First, DS, who had been chronically sick for 3 yrs, had a great initial response to lyme/bartonella treatment, but then plateaued and even started to backslide after 3-4 months. This was the same pattern with Pandas - initial improvement followed by stalling or backsliding. So we got aggressive with lyme - adding tindamax, switching abx - and had a horrible and prolonged herx. It sent us to look at the basics (something maybe we should have donw when we first started with the LLMD but that's water under the bridge). We looked at HLA gene, mold markers (Shoemaker's list), KPU and metals - the things that tend to get in the way of successful lyme treatment. The ones that stood out were KPU and metals - and that made sense to me, because (the is the second thing) in the past, DS had a very weird reaction to zicam (zinc). DS had some symptoms on the KPU list, but not the biggies. It was more that we needed to look at what the log jams could be.

 

Now that we're treating the KPU, we're seeing the expected responses. He's "waking up" - is overall a different kid.

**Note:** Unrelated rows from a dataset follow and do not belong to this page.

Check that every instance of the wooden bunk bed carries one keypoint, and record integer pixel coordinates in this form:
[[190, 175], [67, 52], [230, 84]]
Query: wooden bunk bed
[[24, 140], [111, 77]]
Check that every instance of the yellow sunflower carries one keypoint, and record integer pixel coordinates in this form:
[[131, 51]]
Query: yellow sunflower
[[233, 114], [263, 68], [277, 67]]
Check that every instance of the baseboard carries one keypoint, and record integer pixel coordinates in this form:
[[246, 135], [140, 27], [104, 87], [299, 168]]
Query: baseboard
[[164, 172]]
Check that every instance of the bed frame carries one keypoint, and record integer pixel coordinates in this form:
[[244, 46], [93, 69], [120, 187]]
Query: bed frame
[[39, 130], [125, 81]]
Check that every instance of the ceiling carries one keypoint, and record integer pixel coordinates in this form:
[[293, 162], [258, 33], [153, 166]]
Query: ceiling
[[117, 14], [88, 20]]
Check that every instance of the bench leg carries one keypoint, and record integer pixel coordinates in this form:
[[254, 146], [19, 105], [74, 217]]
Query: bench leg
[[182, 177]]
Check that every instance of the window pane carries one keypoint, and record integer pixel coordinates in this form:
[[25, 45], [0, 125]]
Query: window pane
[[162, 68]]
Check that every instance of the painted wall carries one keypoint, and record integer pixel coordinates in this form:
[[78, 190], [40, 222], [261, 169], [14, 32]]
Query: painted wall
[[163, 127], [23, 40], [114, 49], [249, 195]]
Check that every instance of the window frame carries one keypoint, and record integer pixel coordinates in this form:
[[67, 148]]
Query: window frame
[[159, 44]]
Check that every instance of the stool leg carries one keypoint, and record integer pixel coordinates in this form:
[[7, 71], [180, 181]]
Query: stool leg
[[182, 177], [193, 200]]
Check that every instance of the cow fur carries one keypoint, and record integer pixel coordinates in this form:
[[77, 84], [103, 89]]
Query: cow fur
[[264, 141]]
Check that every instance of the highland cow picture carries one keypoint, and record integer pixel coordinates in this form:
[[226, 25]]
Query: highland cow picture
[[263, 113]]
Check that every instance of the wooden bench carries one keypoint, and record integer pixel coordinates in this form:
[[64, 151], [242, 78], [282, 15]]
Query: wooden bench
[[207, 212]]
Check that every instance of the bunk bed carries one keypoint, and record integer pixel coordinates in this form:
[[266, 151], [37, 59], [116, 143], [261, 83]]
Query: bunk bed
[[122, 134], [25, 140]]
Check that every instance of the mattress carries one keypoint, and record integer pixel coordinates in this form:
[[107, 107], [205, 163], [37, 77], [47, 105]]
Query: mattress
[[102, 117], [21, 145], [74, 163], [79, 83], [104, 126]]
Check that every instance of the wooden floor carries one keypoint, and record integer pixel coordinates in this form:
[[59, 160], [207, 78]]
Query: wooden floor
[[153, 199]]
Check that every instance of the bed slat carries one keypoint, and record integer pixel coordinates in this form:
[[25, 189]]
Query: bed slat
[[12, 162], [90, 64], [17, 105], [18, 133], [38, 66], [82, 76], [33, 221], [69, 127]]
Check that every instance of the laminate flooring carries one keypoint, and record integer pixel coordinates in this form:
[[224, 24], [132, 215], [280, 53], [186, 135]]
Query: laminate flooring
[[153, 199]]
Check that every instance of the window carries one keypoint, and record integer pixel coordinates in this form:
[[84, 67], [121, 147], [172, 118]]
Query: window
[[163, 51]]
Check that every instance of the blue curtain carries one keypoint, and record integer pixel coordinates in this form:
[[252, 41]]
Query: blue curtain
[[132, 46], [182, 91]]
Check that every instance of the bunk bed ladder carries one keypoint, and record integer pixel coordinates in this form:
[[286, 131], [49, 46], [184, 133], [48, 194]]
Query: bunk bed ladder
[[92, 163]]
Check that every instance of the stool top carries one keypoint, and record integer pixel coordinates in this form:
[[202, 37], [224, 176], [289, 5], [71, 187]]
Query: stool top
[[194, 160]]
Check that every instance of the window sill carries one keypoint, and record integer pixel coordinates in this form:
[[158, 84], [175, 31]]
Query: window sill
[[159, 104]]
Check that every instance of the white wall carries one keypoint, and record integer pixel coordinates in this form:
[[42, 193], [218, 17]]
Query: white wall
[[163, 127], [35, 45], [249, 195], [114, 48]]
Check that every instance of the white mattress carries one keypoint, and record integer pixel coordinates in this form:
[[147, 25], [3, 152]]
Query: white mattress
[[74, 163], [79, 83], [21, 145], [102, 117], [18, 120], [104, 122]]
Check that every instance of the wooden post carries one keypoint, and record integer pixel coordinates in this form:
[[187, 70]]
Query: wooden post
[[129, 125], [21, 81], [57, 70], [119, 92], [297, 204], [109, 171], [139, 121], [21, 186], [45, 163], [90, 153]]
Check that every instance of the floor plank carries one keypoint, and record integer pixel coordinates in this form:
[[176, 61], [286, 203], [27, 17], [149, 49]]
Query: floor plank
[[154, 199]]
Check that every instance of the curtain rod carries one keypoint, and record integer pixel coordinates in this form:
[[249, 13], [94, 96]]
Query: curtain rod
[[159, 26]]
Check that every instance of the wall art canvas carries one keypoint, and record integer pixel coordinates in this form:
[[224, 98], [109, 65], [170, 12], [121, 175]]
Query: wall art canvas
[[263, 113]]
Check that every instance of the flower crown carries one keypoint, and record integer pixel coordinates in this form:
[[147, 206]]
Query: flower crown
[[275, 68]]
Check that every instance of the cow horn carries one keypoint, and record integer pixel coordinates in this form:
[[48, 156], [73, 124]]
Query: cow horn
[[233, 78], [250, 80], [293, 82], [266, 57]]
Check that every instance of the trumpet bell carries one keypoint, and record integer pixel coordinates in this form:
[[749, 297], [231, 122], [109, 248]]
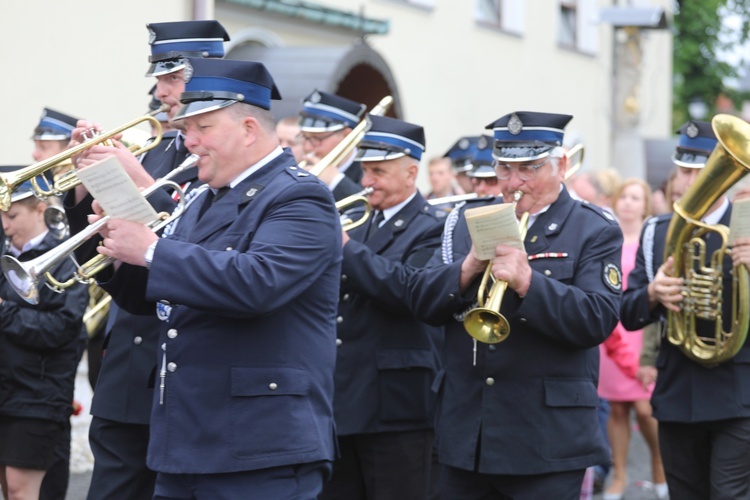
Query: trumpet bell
[[486, 325], [21, 279]]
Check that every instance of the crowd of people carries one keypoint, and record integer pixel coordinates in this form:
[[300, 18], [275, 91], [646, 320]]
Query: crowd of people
[[255, 349]]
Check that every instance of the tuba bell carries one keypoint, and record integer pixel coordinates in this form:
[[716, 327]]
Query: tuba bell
[[703, 281]]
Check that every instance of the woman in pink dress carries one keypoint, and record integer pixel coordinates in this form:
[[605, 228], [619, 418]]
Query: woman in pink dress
[[617, 384]]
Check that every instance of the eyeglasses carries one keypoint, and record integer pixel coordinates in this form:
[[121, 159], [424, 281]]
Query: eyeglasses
[[524, 172], [315, 140]]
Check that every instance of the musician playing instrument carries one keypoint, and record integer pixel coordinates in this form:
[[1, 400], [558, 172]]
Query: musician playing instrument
[[703, 411], [121, 404], [325, 120], [247, 349], [386, 359], [518, 419], [40, 347]]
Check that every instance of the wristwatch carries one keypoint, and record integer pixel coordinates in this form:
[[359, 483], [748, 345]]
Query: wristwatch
[[150, 254]]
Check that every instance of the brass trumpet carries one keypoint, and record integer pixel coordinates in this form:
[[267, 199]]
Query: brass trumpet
[[347, 224], [9, 182], [26, 277]]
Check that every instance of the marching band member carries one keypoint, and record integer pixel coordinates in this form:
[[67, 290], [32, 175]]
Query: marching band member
[[325, 120], [703, 412], [247, 345], [121, 405], [386, 359], [518, 419], [40, 347]]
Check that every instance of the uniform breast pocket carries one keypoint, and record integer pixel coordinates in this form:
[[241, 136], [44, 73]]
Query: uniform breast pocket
[[404, 380], [558, 269], [271, 411]]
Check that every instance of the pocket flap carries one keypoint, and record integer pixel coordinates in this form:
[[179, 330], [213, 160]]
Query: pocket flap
[[269, 381], [561, 393], [394, 359]]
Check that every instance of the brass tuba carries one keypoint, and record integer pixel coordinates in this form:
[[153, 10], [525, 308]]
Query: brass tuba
[[703, 283]]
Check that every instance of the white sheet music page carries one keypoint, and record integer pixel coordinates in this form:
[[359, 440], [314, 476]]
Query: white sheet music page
[[116, 192], [739, 225]]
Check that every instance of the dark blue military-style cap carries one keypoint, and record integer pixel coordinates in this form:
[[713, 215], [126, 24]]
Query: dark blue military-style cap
[[389, 138], [324, 112], [54, 126], [212, 84], [172, 42], [526, 135], [697, 141]]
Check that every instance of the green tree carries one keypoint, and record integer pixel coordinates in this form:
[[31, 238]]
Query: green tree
[[700, 36]]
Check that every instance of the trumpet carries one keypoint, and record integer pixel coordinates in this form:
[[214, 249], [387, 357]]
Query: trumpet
[[347, 224], [485, 323], [26, 277], [9, 182]]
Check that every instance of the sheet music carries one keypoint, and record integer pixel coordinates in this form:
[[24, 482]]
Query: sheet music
[[116, 192], [739, 225]]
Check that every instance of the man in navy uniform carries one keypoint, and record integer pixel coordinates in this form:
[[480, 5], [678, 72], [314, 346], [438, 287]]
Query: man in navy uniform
[[703, 412], [122, 401], [518, 419], [247, 285], [325, 120], [386, 358]]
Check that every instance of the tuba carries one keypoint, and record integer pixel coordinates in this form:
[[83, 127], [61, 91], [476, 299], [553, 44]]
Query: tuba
[[703, 280]]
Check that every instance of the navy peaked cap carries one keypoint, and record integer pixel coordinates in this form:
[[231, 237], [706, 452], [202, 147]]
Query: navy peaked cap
[[324, 112], [172, 42], [527, 135], [389, 138], [212, 84], [54, 126], [697, 141]]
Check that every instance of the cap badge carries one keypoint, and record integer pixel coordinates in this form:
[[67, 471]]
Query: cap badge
[[515, 125], [692, 130], [188, 71]]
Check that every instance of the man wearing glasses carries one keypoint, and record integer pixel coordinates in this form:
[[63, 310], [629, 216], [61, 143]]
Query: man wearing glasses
[[518, 419], [325, 120]]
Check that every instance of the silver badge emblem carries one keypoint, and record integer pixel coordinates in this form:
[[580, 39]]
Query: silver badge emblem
[[692, 130], [188, 71], [515, 125]]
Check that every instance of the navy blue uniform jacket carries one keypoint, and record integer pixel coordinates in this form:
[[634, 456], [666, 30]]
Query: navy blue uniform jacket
[[248, 347], [530, 402], [686, 391], [386, 359]]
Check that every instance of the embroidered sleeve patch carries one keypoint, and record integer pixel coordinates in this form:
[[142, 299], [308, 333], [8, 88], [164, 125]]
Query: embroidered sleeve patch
[[612, 276]]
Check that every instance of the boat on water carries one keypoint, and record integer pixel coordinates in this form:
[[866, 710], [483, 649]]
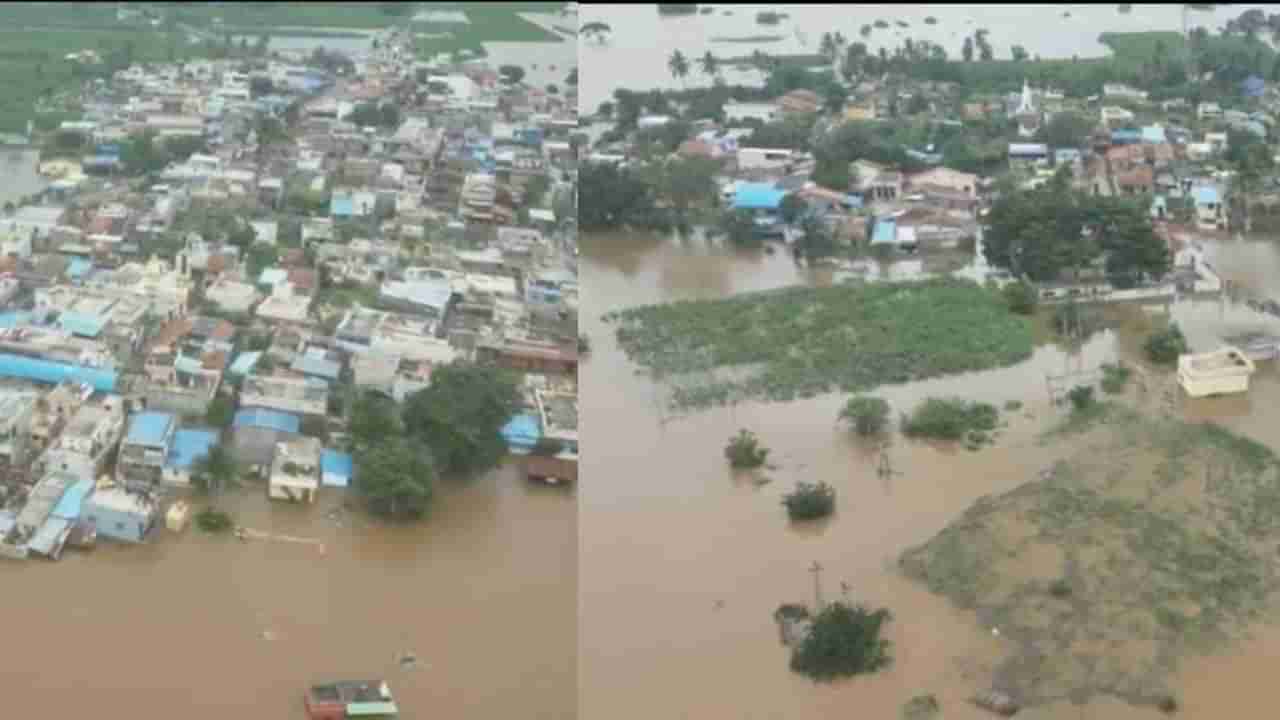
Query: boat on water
[[351, 698]]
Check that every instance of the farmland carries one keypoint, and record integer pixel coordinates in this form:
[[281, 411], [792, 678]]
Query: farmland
[[800, 342]]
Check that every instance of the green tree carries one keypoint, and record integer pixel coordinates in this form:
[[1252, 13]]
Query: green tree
[[679, 65], [222, 411], [844, 641], [868, 415], [373, 418], [461, 415], [396, 478], [709, 64], [215, 470]]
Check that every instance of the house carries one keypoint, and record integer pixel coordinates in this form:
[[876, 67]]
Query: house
[[145, 449], [120, 514], [1208, 112], [295, 470], [255, 432], [1208, 206], [187, 449], [947, 178], [336, 469]]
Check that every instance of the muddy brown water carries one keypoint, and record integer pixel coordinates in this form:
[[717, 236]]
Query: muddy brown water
[[483, 593], [684, 561]]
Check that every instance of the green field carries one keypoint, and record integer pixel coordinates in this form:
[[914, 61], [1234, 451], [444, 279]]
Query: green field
[[800, 342]]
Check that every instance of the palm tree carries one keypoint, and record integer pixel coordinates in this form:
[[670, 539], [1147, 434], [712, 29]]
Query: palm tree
[[679, 65], [711, 64]]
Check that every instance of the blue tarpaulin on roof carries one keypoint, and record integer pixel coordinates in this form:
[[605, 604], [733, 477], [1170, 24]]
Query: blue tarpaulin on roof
[[149, 428], [55, 373], [270, 419], [757, 196], [522, 432], [73, 500], [336, 468]]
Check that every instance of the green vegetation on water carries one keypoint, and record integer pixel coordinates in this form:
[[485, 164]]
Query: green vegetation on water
[[1153, 540], [744, 451], [801, 342], [810, 501]]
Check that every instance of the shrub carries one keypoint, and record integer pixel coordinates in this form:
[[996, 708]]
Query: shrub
[[868, 415], [949, 418], [810, 501], [214, 520], [745, 451], [1020, 297], [1164, 346], [844, 641], [1114, 378], [1080, 397]]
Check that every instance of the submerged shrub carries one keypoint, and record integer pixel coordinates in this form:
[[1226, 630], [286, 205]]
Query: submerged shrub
[[950, 418], [810, 501], [868, 415], [744, 451], [1164, 346]]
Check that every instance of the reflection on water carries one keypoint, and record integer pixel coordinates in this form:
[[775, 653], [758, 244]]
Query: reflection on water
[[200, 627], [686, 560]]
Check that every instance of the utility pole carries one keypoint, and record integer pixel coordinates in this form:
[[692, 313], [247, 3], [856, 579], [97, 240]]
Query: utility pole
[[817, 586]]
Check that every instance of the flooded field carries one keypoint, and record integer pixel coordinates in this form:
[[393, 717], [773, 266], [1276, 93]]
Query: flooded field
[[209, 627], [686, 560]]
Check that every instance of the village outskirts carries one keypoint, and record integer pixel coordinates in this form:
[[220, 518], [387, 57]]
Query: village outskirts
[[287, 274]]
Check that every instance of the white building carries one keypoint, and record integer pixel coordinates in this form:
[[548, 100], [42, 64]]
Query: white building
[[295, 470]]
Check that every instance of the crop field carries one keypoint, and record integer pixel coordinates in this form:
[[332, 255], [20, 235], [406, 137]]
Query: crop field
[[801, 342], [1156, 540]]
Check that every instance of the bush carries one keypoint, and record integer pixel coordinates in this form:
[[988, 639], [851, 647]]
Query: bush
[[844, 641], [810, 501], [1114, 378], [1164, 347], [214, 520], [1080, 397], [744, 451], [949, 418], [1020, 297], [868, 415]]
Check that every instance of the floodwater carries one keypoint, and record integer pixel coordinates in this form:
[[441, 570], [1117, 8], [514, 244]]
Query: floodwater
[[684, 561], [18, 168], [483, 593], [636, 51]]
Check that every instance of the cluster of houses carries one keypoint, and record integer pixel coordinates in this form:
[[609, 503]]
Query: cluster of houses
[[126, 331]]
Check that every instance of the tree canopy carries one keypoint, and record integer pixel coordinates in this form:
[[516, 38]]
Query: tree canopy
[[1046, 231], [397, 477], [461, 414]]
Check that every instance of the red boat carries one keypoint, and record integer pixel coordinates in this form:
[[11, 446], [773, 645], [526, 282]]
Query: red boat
[[341, 701]]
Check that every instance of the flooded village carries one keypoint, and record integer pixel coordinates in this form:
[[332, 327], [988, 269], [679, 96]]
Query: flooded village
[[1104, 546], [288, 367]]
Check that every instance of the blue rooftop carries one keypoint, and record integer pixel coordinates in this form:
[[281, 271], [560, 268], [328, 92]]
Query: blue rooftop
[[245, 363], [522, 432], [72, 501], [150, 428], [757, 196], [269, 419], [55, 373], [190, 446], [82, 324], [78, 267], [342, 205], [336, 468], [885, 232], [1205, 195]]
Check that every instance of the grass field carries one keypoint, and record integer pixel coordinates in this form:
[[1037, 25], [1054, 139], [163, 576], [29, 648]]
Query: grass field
[[800, 342]]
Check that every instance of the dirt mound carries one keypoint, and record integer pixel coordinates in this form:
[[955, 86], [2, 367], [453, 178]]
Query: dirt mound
[[1156, 540]]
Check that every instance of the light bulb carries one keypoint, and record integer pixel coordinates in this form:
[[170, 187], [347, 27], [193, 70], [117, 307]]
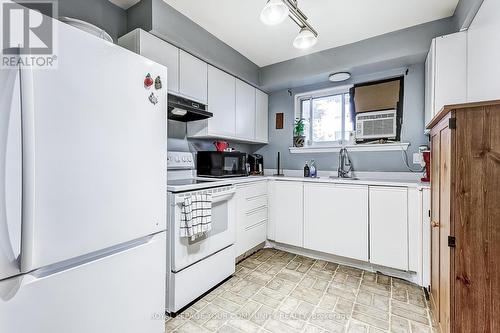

But is also spiking a fever for a day or two, with lymph swelling, in close approximation to when we increase the CORE supplement. So he's following "the script" in terms of how his body's expected to respond - and this is the kid who up until now, hasn't always done that. So it feels right.

 

Because it could be genetic, and I had zinc/illness issues as a kid, we also tested my DD, who had many more of the symptoms on the KPU list but came back only borderline for KPU. So we just started giving her CORE and we'll see what happens.

 

I am starting to look at metals, which scares the heck out of me.

 

I stopped by the local pharmacy today and because I hadn't been there in a few months (we switched to Costco for the kids scripts because they're much cheaper and worth the 1/2 hr drive) the pharmacist asked how DS was doing. I told him about KPU and tho he hadn't heard it called KPU, he knew exactly what I was taking about when I mentioned pyroles as a byproduct of heme synthesis and how they bind to zinc. He said "Oh, so it's unavailable- makes total sense." Funny how a small comment made me feel so less crazy.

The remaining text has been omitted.